In a pre-practice meeting, Jackson told his players to forget about him and any legacy issues, then fell back on a longtime playoff ploy: Complaining about the officiating, hoping the referees working today’s game will notice.

Jackson said his All-Star power forward, Pau Gasol, has struggled in the first three games of the series because defenders are breaking a rule.

“I’ve resisted this the whole playoffs, but the NBA used to call it ‘knee up the butt,’?” Jackson said. “You couldn’t lift your knee off the floor to run a guy off the post. They’re doing it every time. They’re taking him out of the post so he can’t get a post-up.

“We didn’t complain about it against New Orleans, but the Mavs are doing the same damn thing.
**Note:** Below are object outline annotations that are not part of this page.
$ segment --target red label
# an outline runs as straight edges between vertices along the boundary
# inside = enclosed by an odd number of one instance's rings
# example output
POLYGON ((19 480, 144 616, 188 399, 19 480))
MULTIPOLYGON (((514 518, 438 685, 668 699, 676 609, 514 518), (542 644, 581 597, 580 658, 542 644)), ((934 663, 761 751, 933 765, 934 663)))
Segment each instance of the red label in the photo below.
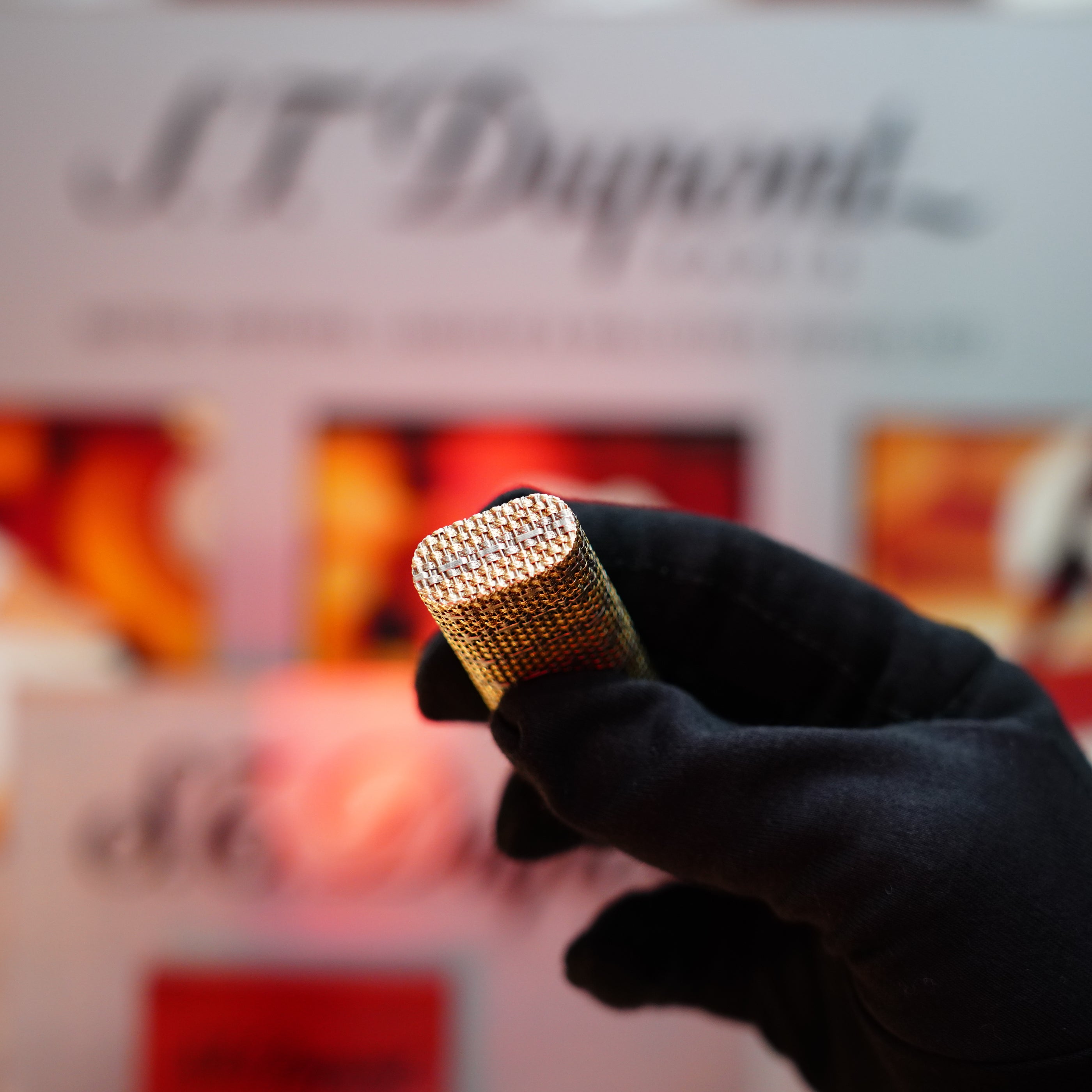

So we’re kind of resigned that they’re not going to change the rules. .?.?. I mean go back to what they used to have as a rule.”

Meanwhile, the Mavericks quietly go about their business of making the two-time defending champions look old, and in the way.

“We’re up against an opponent that’s very experienced and has got a lot of weapons,” Mavericks coach Rick Carlisle said. “We’ve got to stay on task.

“I feel like they’re going to play better, and we’ll have to play better, too.”